Carollena Vaccaro has a long criminal history that includes a felony conviction for possession of a forged instrument. So how did she get a job as a nanny working for an entrepreneurial family?

Simple, according to the Rochester, New York Democrat and Chronicle:

Vaccaro, who claimed to be a registered nurse, gave them the name and Social Security number of her cousin, DeRosa, without DeRosa’s knowledge. The name came back clean in a background check.

Vaccaro was sentenced to serve between three and six years in prison for two counts of felony identity theft after pleading guilty this week. The family who employed her apparent only lost a $25 Walmart gift card and, very probably, the sense of security in their own home.

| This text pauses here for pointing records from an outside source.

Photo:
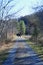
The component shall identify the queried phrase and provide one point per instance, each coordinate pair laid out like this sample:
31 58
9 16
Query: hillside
36 18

So, the question is how could this family have avoided becoming entangled with this woman?

With her history of forgery, it is possible that if the family completed the I-9 process (which many residential employers fail to do), she may have presented valid-looking identification with her picture and her family member’s identity info.

With the false identity information, the criminal background check conducted by the family was useless. Assuming that was the case, the next level of defense would be to verify both her credentials, in this case a nursing license, and her previous employment history.  Employment histories are fairly easy to fabricate but a good background screening firm will have a process to try and substantiate the identity of the individual’s providing references.  This is often something that private employers, particularly families hiring domestic help, are ill-equiped to accomplish.

According to press reports, it also evident that this family was not Vaccaro’s first victim. Numerous people apparently had been taken advantage of by her under several different names. It seems that the local small claims court was very familiar with her, as well.

It is interesting how many individuals fail to conduct thorough background checks on employees who will be working in their homes, especially when hiring a nanny to working with children, housekeepers, home healthcare workers, or others with access to their residence.

In Vaccaro’s case, the damage was limited to minor theft. However, if a thief can gain acesss to a family this easily, how much more difficult would it be for someone with a history of violence or sex offenses to get into the household?